Présentations financières incompréhensibles, chiffres obscurs et trompeurs sont le lot des rapports financiers municipaux de la majorité des 31 grandes villes canadiennes et Laval n’y fait pas exception.
Voilà ce qui ressort du rapport publié en novembre par l’Institut C.D. Howe intitulé Show Us the Numbers: Grading the Financial Reports of Canada’s Municipalities.
Une note de D
En matière de clarté, Laval obtient un «D», ce qui lui vaut le 18e rang, ex-aequo avec 4 autres villes dont le score final oscille dans une fourchette de 53 à 56 % au cumul des 9 critères d’évaluation.
L’administration Demers, qui n’a pas voulu commenter l’étude, devance ainsi 9 municipalités, dont Montréal, Québec, Longueuil et Toronto qui n’ont pas obtenu la note de passage de 50 %.
À l’autre bout du spectre, la ville de Surrey, en Colombie-Britannique, fait figure de première de classe avec un A+, devant York (A), Markham et Vancouver (A-).
«Notre ville évite le « F » essentiellement parce que les états financiers [consolidés] sont signés dans les 120 jours de la fin d’année», nuance le Parti Laval, représentant l’opposition officielle à l’Hôtel de Ville.
Manque de transparence
Les auteurs du rapport, William B.P. Robson et Farah Omran, déplorent, entre autres, le fait que la grande majorité des villes étudiées utilise une comptabilité différente pour le budget municipal et ses états financiers, «rendant les comparaisons avec les résultats passés impossibles ou, à tout le moins, très difficiles», écrivent-ils.
«Laval a la note de zéro à ce chapitre, ne manque pas de souligner le conseiller de l’opposition Claude Larochelle. Les spécialistes en finances municipales expriment exactement ma frustration face au processus budgétaire depuis que je suis élu.»
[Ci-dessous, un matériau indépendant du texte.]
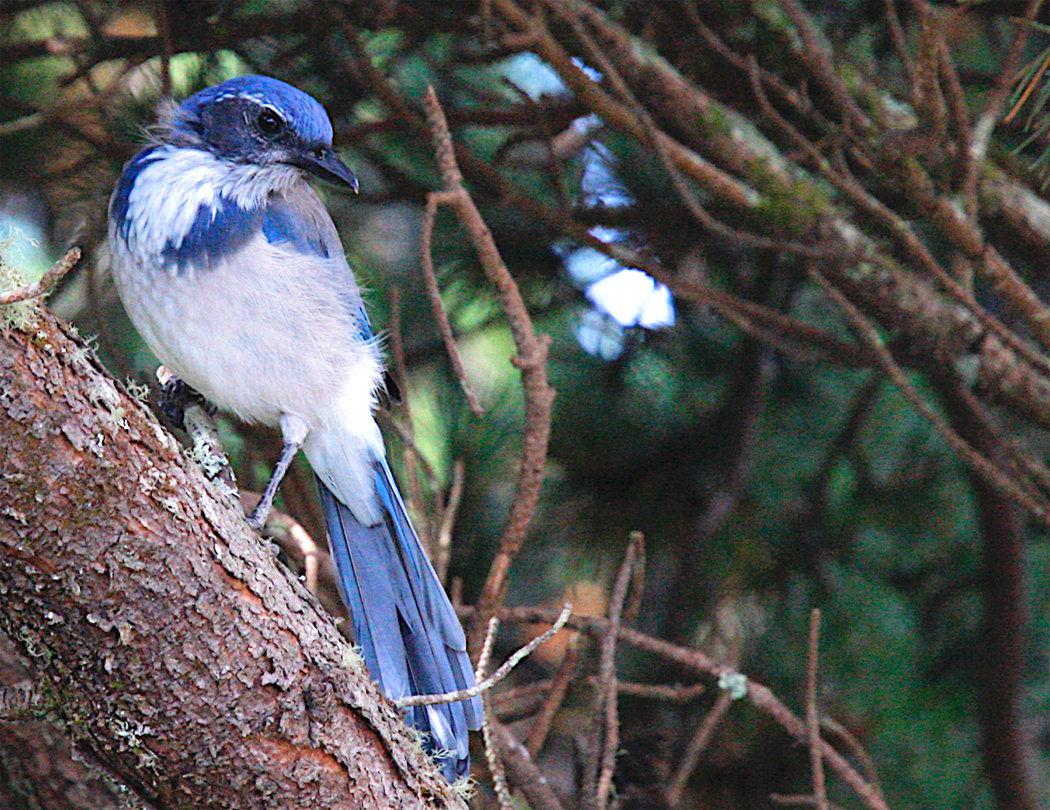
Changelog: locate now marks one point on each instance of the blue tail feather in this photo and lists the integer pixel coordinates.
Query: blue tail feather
(411, 638)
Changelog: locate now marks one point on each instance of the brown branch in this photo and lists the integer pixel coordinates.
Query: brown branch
(531, 359)
(412, 456)
(434, 293)
(813, 714)
(484, 685)
(559, 688)
(522, 770)
(757, 694)
(897, 37)
(597, 779)
(47, 281)
(444, 548)
(697, 744)
(974, 459)
(1007, 749)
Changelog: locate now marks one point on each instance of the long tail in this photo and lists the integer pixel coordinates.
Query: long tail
(412, 640)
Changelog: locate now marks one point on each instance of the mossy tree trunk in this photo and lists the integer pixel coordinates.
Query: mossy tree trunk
(164, 635)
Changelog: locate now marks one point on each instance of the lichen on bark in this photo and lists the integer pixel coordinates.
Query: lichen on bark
(170, 642)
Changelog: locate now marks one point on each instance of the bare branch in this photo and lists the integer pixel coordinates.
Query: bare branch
(46, 282)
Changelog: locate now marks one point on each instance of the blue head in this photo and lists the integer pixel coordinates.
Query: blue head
(261, 121)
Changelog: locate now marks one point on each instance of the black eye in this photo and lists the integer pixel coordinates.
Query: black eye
(269, 122)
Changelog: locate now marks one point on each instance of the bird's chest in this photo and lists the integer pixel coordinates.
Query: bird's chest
(259, 334)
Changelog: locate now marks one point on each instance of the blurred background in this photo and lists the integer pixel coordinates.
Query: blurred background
(767, 481)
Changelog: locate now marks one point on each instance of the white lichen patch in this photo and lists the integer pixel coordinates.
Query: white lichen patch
(21, 315)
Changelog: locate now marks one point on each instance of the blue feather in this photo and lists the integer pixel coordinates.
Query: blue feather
(282, 226)
(218, 231)
(412, 641)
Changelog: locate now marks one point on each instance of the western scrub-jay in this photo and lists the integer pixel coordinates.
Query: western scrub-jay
(231, 269)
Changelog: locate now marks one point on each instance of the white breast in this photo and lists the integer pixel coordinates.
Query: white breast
(264, 332)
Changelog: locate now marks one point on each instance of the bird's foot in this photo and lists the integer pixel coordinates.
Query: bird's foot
(176, 396)
(256, 519)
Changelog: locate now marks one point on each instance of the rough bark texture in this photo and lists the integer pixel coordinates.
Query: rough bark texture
(163, 634)
(38, 765)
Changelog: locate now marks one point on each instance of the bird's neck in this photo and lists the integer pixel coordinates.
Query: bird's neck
(167, 191)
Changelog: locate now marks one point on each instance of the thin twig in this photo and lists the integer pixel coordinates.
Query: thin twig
(897, 37)
(448, 520)
(499, 675)
(696, 746)
(812, 714)
(758, 694)
(977, 461)
(400, 372)
(491, 753)
(434, 293)
(47, 281)
(559, 688)
(522, 770)
(531, 360)
(606, 706)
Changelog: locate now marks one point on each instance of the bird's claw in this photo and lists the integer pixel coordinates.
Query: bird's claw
(175, 397)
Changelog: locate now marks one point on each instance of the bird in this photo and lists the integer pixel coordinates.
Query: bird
(231, 269)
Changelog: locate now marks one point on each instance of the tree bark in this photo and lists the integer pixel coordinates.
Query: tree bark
(38, 765)
(164, 635)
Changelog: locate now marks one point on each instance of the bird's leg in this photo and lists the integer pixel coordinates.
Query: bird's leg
(293, 431)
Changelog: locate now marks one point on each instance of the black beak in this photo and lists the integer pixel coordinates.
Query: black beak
(326, 164)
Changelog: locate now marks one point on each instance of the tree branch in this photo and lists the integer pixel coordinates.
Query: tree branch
(162, 631)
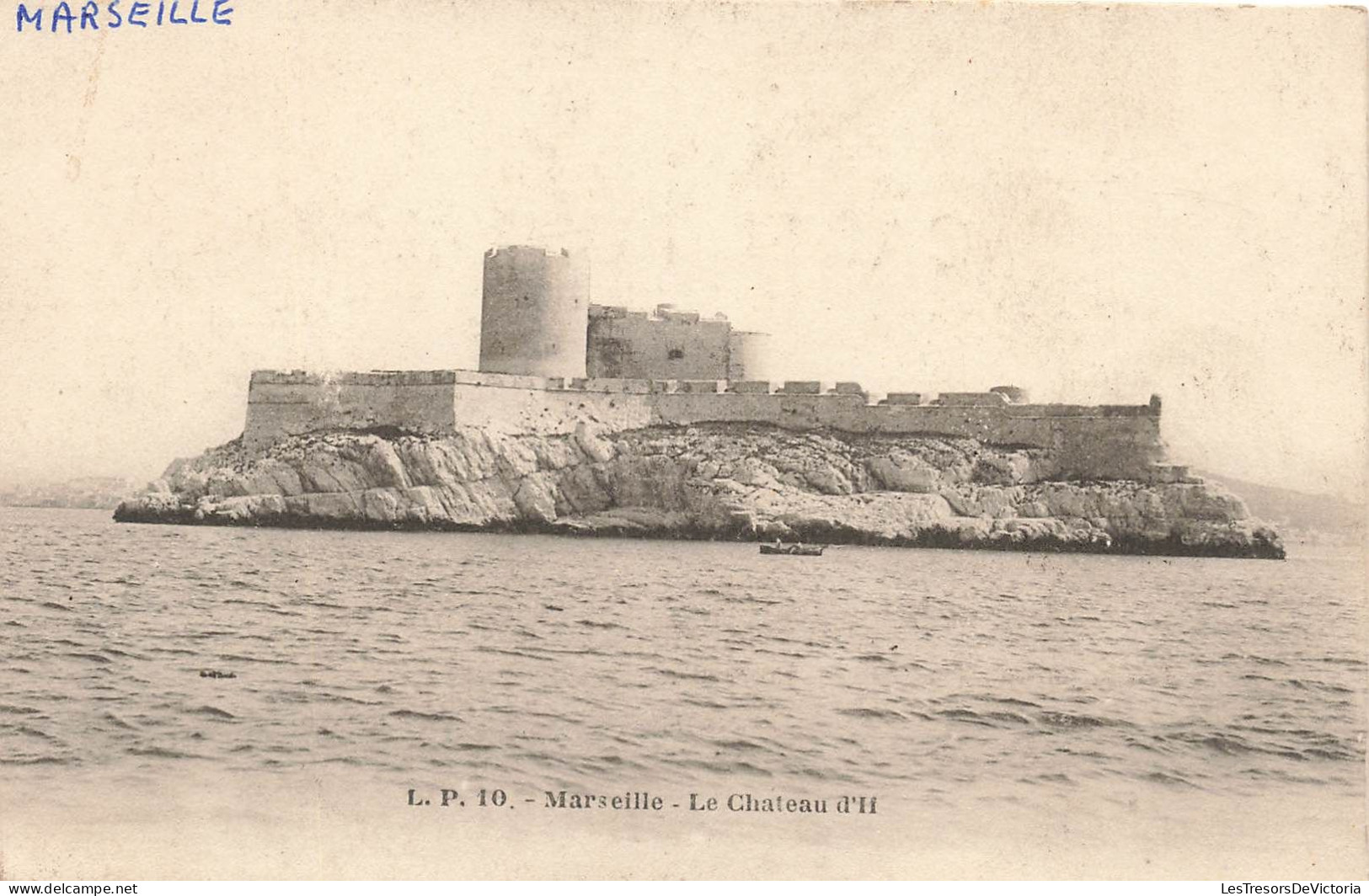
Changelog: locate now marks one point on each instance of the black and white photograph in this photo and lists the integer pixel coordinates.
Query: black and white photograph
(679, 440)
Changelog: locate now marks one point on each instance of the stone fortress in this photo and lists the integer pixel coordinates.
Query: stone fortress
(552, 363)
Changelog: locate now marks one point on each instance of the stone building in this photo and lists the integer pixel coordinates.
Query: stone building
(534, 312)
(670, 344)
(536, 320)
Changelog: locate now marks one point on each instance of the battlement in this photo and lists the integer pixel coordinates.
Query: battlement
(1093, 440)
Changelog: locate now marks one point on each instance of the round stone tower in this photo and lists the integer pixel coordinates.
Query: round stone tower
(534, 312)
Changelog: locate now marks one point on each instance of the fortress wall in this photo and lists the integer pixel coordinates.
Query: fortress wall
(1105, 442)
(549, 412)
(748, 356)
(350, 403)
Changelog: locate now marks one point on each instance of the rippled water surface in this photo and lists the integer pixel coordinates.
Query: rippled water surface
(543, 663)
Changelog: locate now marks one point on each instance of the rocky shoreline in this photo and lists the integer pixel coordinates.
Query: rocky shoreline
(709, 482)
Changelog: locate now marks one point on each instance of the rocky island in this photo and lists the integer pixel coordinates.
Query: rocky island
(657, 427)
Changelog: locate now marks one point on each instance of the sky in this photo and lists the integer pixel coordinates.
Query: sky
(1094, 204)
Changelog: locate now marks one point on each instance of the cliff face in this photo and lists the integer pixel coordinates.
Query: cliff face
(709, 480)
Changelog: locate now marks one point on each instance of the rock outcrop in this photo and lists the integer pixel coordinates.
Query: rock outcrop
(701, 482)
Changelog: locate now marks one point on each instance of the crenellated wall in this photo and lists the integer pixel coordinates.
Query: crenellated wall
(1104, 442)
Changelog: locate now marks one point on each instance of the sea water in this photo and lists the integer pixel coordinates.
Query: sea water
(953, 687)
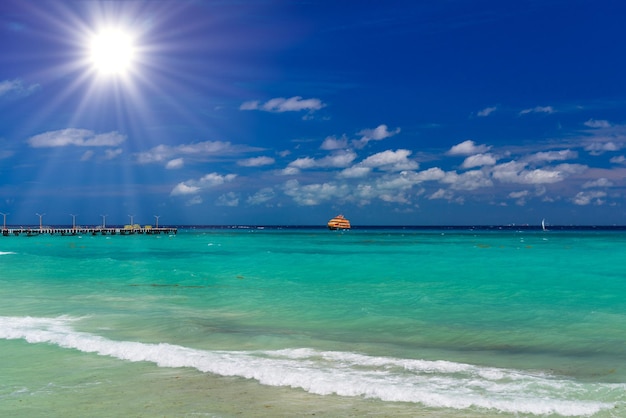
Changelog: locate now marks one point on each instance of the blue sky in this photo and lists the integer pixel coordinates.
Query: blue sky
(290, 112)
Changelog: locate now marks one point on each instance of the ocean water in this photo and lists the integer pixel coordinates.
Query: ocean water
(295, 322)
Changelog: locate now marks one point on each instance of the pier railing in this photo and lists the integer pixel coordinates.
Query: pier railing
(147, 230)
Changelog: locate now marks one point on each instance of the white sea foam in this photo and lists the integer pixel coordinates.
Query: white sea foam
(431, 383)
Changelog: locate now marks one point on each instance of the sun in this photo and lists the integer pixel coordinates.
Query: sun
(112, 51)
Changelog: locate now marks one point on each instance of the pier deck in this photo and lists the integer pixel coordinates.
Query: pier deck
(86, 231)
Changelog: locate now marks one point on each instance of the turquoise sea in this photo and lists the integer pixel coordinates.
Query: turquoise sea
(225, 322)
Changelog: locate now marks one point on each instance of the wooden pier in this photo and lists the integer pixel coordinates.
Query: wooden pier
(127, 230)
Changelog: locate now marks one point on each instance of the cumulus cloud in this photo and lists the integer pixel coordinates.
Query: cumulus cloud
(390, 161)
(195, 200)
(470, 180)
(205, 182)
(338, 159)
(332, 143)
(112, 153)
(538, 109)
(468, 147)
(175, 164)
(601, 182)
(355, 172)
(256, 162)
(162, 153)
(230, 199)
(517, 172)
(281, 104)
(16, 88)
(487, 111)
(377, 134)
(314, 194)
(479, 160)
(75, 137)
(262, 196)
(594, 123)
(552, 156)
(87, 155)
(590, 197)
(599, 147)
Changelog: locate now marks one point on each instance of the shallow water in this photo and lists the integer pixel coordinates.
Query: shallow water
(275, 322)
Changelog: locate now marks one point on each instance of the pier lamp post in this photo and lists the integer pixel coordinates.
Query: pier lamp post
(4, 224)
(40, 220)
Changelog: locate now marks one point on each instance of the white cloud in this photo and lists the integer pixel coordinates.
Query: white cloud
(601, 182)
(290, 171)
(553, 156)
(479, 160)
(281, 104)
(76, 137)
(314, 194)
(516, 172)
(377, 134)
(594, 123)
(264, 195)
(520, 194)
(390, 161)
(332, 143)
(196, 186)
(303, 163)
(16, 88)
(538, 109)
(468, 147)
(230, 199)
(256, 162)
(599, 147)
(183, 189)
(110, 154)
(355, 172)
(87, 155)
(162, 153)
(487, 111)
(590, 197)
(195, 200)
(470, 180)
(175, 164)
(338, 159)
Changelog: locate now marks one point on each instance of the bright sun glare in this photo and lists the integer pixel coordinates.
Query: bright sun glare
(112, 52)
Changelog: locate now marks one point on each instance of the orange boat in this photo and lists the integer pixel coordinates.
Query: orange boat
(338, 222)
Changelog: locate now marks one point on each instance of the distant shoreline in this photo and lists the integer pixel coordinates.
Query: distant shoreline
(524, 227)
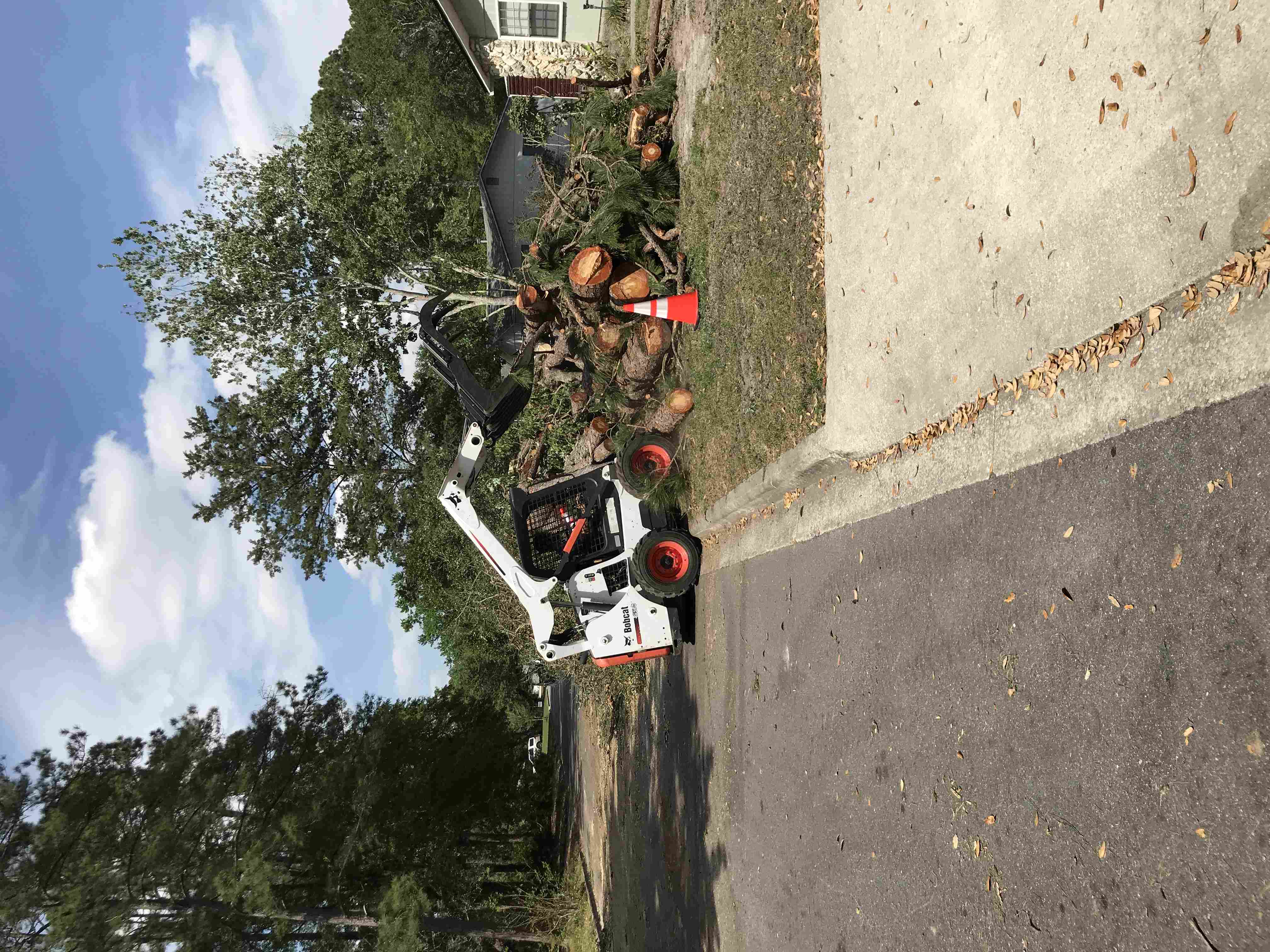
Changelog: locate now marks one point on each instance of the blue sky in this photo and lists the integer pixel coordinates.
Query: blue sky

En clair, d’une année à l’autre, on présente le budget toujours en fonction du budget précédent sans jamais tenir compte des chiffres réels.
Une façon «de s’assurer que les citoyens ordinaires ne comprennent rien dans l’évolution des dépenses, revenus et taxes de la Ville», soutient l’élu de Fabreville, affirmant avoir multiplié en vain les questions en rencontres pré-budgétaires. «Il y a juste le directeur des Finances qui a l’air de savoir où il s’en va avec ça.»
Ce que «camoufle» cette façon de faire est l’écart de 14,4 % entre les dépenses réelles de 655 M$ réalisées en 2017 et les dépenses projetées de 750 M$ en 2019, dénonce-t-il. Il en veut pour preuve le budget 2019 qui minimise une hausse des dépenses à 5,4 % en les comparant aux projections budgétées l’année précédente.
Recommandations
«Les budgets doivent correspondre aux états financiers afin que les lecteurs puissent facilement faire des comparaisons», telle est la première des trois recommandations émanant du rapport déposé par l’influent centre de recherche indépendant qu’est l’Institut C.D. Howe.
Par souci de transparence envers les élus, contribuables et électeurs, suggèrent en second lieu les auteurs, les administrations municipales devraient présenter les «chiffres clés» bien en vue dès les premières pages des budgets et états financiers plutôt que de les enfouir au coeur de volumineux rapports, là «où ils ne peuvent pas être facilement trouvés».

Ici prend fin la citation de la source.